Radovan Karadzic criticó nuevamente la legalidad del proceso judicial abierto contra él en el Tribunal Penal para la ex-Yugoslavia (TPIY), a la vez que solicitó que se llame a comparecer al mediador norteamericano que auspició los acuerdos que pusieron fin a la guerra de Bosnia, Richard Holbrooke.
Por intermedio de un documento entregado al Tribunal, Karadzic insiste en que Holbrooke, en nombre del gobierno norteamericano, ofreció en 1996 un acuerdo por el que, si desaparecía completamente de la escena pública, no sería llevado ante la justicia internacional y el Partido Democrático de Serbia no sería prohibido, algo que el propio Holbrooke ya desmintió.

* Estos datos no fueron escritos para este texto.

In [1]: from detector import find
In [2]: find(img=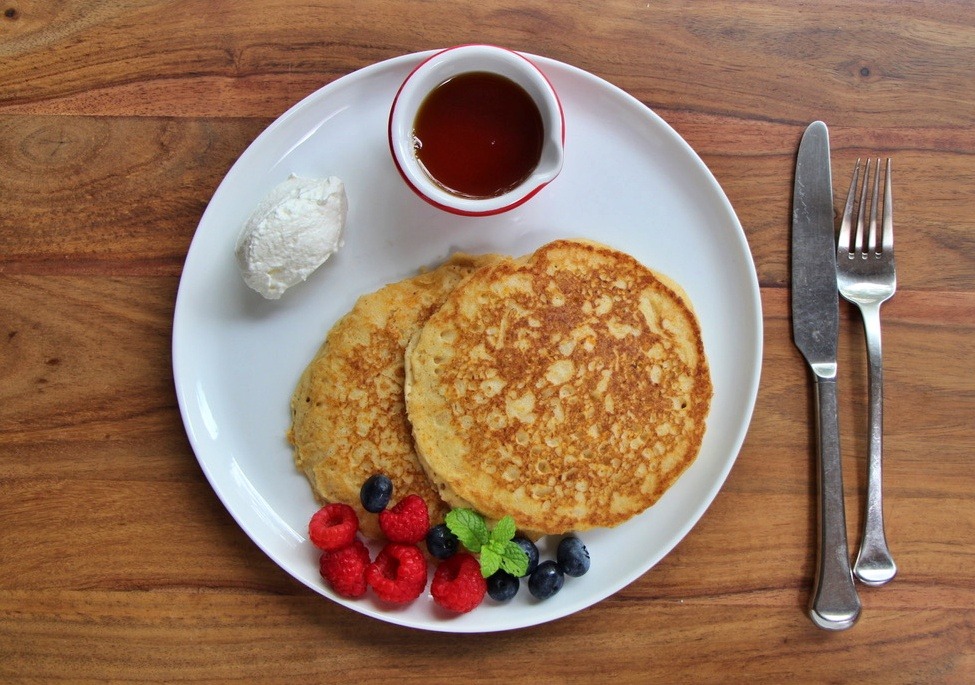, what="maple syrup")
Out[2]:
[413,71,544,198]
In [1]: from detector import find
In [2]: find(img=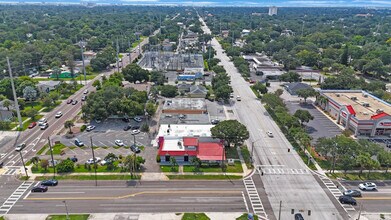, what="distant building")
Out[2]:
[269,6,277,16]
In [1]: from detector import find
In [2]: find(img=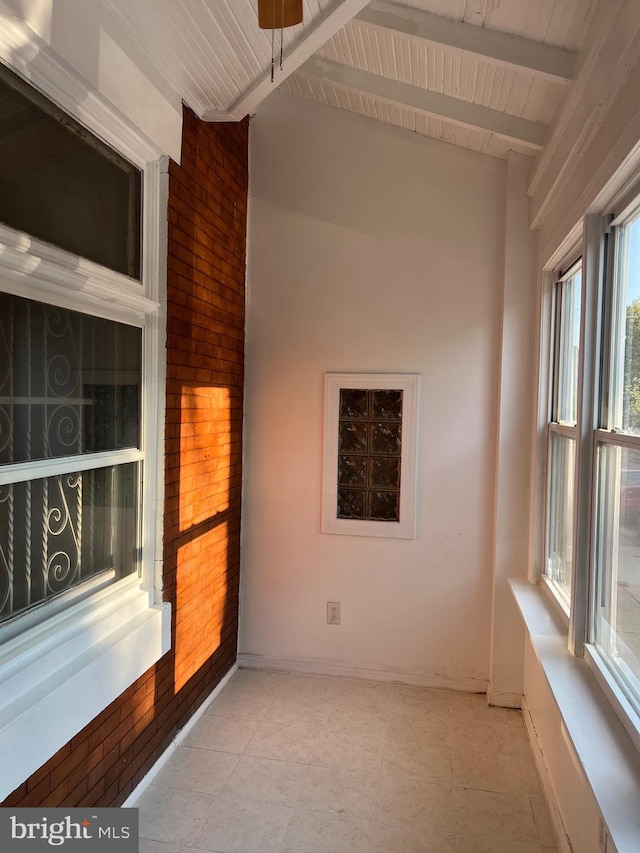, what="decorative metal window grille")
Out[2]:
[337,388,402,521]
[320,373,419,539]
[0,294,142,621]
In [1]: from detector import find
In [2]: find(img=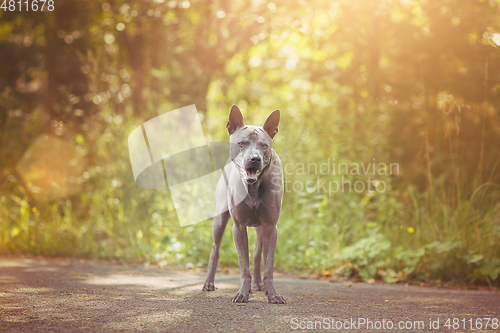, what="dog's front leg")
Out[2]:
[262,225,286,304]
[232,222,252,303]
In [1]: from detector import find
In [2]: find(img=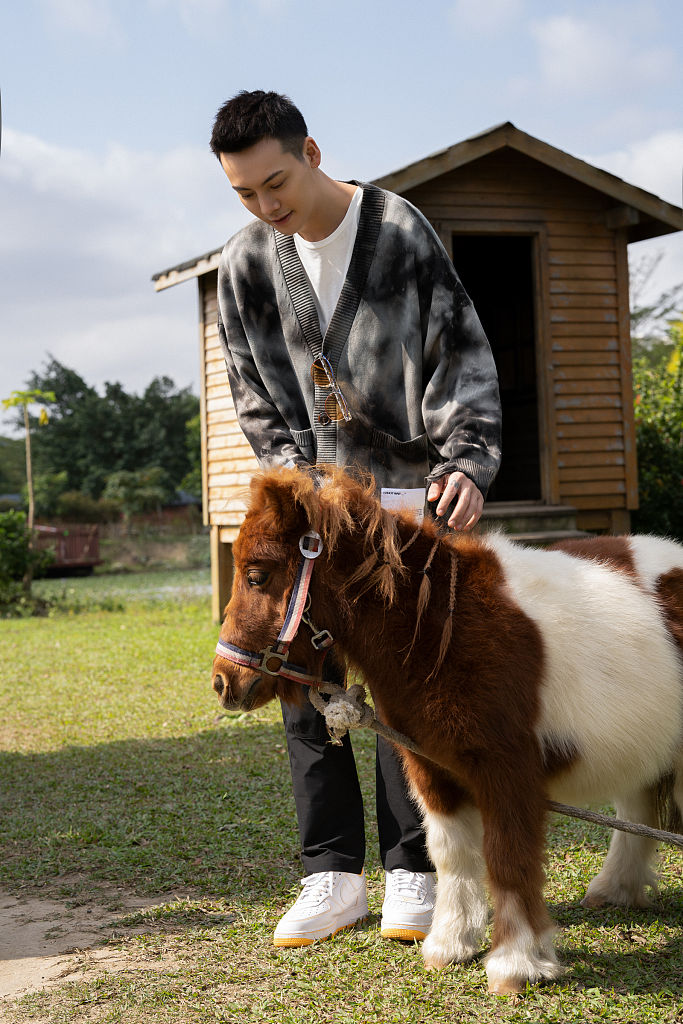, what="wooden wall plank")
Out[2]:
[557,448,624,469]
[555,376,622,391]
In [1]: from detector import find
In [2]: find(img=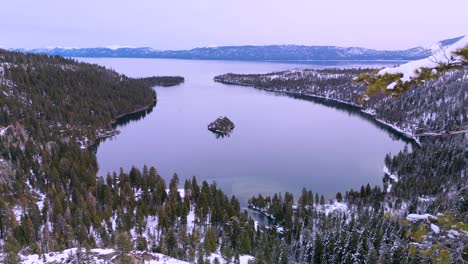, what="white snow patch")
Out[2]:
[431,224,440,234]
[406,214,437,223]
[378,35,468,83]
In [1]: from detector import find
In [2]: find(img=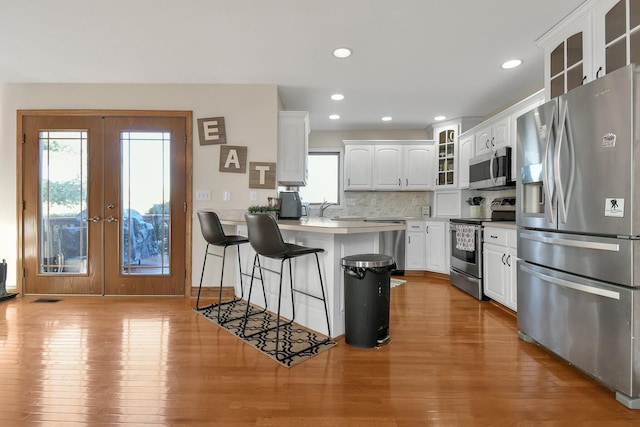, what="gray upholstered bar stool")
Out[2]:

El presunto criminal de guerra, que fue apresado en los alrededores de Belgrado el 21 de julio, se enfrenta a once cargos por crímenes de guerra y lesa humanidad presuntamente cometidos durante la guerra de Bosnia (1992-1995).
Karadzic, que planea defenderse a sí mismo, compareció por primera vez ante la corte con sede en La Haya el pasado 31 de julio, cuando ya habló del supuesto acuerdo con EEUU, y lo hará por segunda vez el 29 de agosto.